In 1907, perhaps following Joe’s family marital connections, both he and Albert moved to Nelson where Joe secured the license for the Central Hotel (on the corner of Trafalgar and Bridge Streets) and Albert the license for the Pier Hotel (on Haven Road). Joe swiftly became associated with nearly every sporting institution in Nelson, variously becoming a member of the Federal Hockey Club, Wanderers Soccer Club, Rivals Rugby Club, Albion Rugby Club, Kamura Cricket Club, (and quite possibly others). Many of these Clubs were very appreciative to Mr and Mrs Swindale for hosting club-related functions over the following two years.

Having proven the concept that booze and sport was good business, Joe and Albert perhaps sensed better opportunities in Wellington. In 1909 Joe sold his interests in the Central Hotel and moved to the Capital, where he became licensee of the New Palace Hotel on Willis Street in January the following year. Albert followed him. Joe joined the Melrose Football Club and in May 1910 he wrote to the Wellington Rugby Union offering a Shield (of “insurable value”) for competition among the Senior Clubs, (perhaps proposing that the New Palace Hotel could become the preferred establishment for Wellington Rugby Union events). The Union very quickly accepted his offer, “with thanks”, (which, although conjecture, suggests some form of commercial arrangement was agreed between the parties).

A few months later, a scuffle between two women on the morning of the 18th August at the New Palace Hotel resulted in the appearance of Isabella Swindale (Joe’s wife) before the Wellington Resident Magistrate, Mr W.G. Riddell S.M., charged with “assaulting and beating” Emma Esther Sheil. The complainant alleged that Mrs Swindale “struck her on the face, knocked her against the wall, tore her hat off and her hair down, and ripped her blouse”. The circumstances behind the assault remain something of mystery, with Mrs Swindale not wishing to disclose to the Court the full reasons for the assault. It would seem that the affair and subsequent public scandal curtailed Joe’s business aspirations in Wellington. Within six months of the court case, Joe relinquished the license to the New Palace Hotel and moved to Picton with his wife, where he became licensee of the Federal Hotel, on London Quay. Albert also left Wellington and secured the license of the Club Hotel, in Woodville in 1911. In 1912, Albert was adjudged bankrupt with debts exceeding 600 pounds. Frank left Wellington to become a Publican in Hamilton at about the same time.

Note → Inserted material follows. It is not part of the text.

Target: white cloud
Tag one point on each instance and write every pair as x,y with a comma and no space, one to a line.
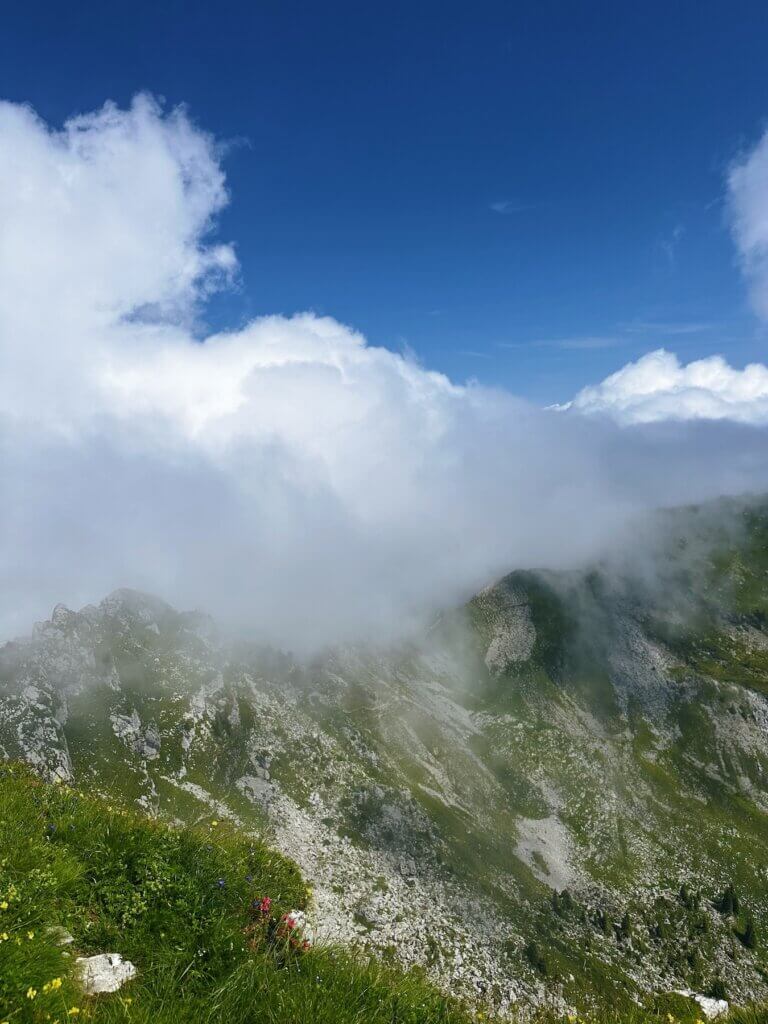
748,196
288,475
658,387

Given the circumstances, it was perhaps fortuitous for the Wellington Rugby Union that the rules agreed for the Swindale Championship Shield in 1910 meant that if any team won the Senior Championship for three consecutive years, that team would keep the Shield in perpetuity. Athletic dutifully fulfilled that clause in 1913 and the Swindale Championship Shield was quietly retired to the Trophy Cabinet of the Athletic Football Club, (until 1969).

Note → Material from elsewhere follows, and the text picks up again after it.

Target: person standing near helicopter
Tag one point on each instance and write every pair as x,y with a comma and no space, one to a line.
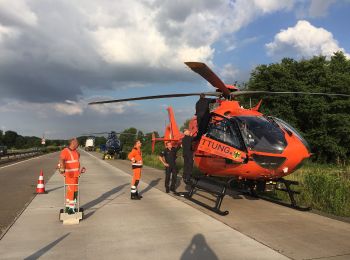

Of interest to Touchine, in their 36th Annual Report (published in 1914), the Athletic Football Club makes no mention of winning the Shield, only noting that as Athletic had won the senior premiership for the third successive year, “a unique record has been established”. No mention of the Swindale Championship Shield is made in Wellington Rugby’s Annual Report for 1914, with the competition that year simply referred to as “the Senior Championship”. In fact, no further mention was made of the Swindale Championship Shield for a further 55 years.

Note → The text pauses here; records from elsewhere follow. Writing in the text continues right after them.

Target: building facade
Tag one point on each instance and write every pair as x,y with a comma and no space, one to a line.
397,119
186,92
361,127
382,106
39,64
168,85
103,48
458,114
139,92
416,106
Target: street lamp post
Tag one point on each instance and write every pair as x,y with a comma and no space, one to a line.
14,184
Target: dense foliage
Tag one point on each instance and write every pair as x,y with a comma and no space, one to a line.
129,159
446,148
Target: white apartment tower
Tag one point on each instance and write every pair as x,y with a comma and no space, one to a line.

History has many interesting twists and turns.

Joe Swindale (who subsequently served in the Great War and died in 1939 without fanfare), was an entrepreneur (he even registered a patent for a “bread-cutter” in 1907), who with his brother Albert (perhaps more so than Frank), understood the business opportunity arising from community sport in the era of the Temperance Movement. His gift of a trophy to Wellington Rugby in 1910 was a salute to his business acumen rather than a celebration of his sporting prowess. There is no doubt that recent controversies concerning the trophy have renewed interest in its past, present and future.